Through Yuz Museum Shanghai and Yuz Foundation’s academic programs, collection, donations and sponsorships, his vast and historic collection, encompassing Western and Chinese contemporary art, highlights the impact of Chinese contemporary art in enabling public engagement and cross-cultural communication on a global scale.
“I am essentially collecting a ‘chapter’ of history, and I am also wondering if these works have a place in art history,” he explained.
“I’m doing my best.
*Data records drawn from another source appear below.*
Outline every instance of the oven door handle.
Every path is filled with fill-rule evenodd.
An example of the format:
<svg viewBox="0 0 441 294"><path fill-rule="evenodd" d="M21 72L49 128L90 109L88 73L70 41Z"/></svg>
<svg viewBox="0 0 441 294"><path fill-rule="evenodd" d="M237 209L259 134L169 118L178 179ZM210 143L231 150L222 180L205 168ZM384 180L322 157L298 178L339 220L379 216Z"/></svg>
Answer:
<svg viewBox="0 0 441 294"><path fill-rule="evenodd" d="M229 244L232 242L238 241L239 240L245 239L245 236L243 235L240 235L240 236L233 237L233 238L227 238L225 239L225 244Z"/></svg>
But if there were five or 10 people like me at the same time to engage in this field, perhaps it would be better.”
Tek’s death comes less than two weeks after the opening of the Yuz Museum Shanghai’s highly anticipated Yoshitomo Nara exhibition, which is a collaboration with the Los Angeles County Museum of Art and the Qatar Museums.
The Nara exhibition features more than 70 paintings, sculptures, ceramics and installations, as well as over 700 manuscripts, including never-before-seen sketches, and provides a comprehensive picture of the artist’s prodigious career spanning more than 37 years.
However, the museum is temporarily closed due to the resurgence of the coronavirus in the city.
With Tek’s death, Shanghai has probably lost one of its top art collectors and supporter, but his legacy will live on through the Yuz Museum.